Randy Bush writes:
one difference in north america from the other 'regions' is that there is a strong and very separate operator community and forum. this does not really exist in the other regions. ripe ate the eof years ago. apops is dormant aside from [...]
Right.
observe that the main north american irr, radb, is not run by the rir, unlike in other regions. and i like that there are a number of diverse rir services in the region. it's healthy. ^^^ you mean "rr" I think.
so i would be perfectly happy if arin discussed operational matters here on nanog with the rest of us ops. i would not be pleased to see ops start to be subsumed by the rir here.

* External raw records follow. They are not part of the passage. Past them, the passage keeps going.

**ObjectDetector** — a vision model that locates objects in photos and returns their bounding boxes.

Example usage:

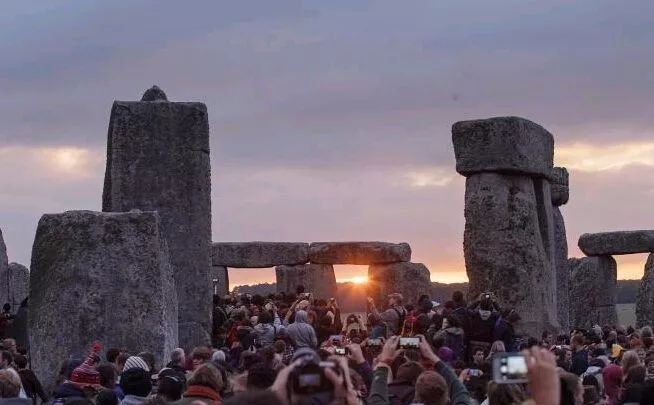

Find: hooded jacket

[286,311,318,349]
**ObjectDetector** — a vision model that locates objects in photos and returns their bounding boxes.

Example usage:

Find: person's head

[170,347,186,367]
[0,369,21,398]
[157,369,186,402]
[188,363,223,392]
[0,350,14,369]
[570,333,585,350]
[472,347,485,366]
[191,346,211,370]
[624,364,647,384]
[620,350,640,375]
[559,371,584,405]
[388,293,404,307]
[106,347,120,363]
[96,363,118,390]
[414,371,449,405]
[120,368,152,397]
[487,381,527,405]
[14,354,27,370]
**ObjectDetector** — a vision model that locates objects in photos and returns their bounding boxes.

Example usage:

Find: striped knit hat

[123,356,150,372]
[70,342,102,389]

I'm sympathetic with that, but, like David said, the separation (NANOG/ARIN) you have in North America does lead to issues such as not being able to trust what's in the RR(s). So I'm quite happy with the situation here in Europe, where RIPE (deliberately ignoring the difference between RIPE NCC and the RIPE community for a second) takes care of both running the address registry, and running a routing registry that can leverage the same authentication/authorization substrate. This makes the RR much more trustworthy, and should really make the introduction of something like RPKI much easier (albeit with the temptation to set it up in a more centralized way than we might like). Randy, what is the model you have in mind for running a routing registry infrastructure that is sustainable and trustworthy enough for uses such as RPKI, i.e. who could/should be running it? I guess I'm arguing that from my non-North-American perspective, an ARIN with a carefully extended mandate could be of much help here. So even if you're unhappy with the current ARIN governance, maybe it would still be worthwhile for the community to fix that issue - unless there are credible alternatives. -- Simon.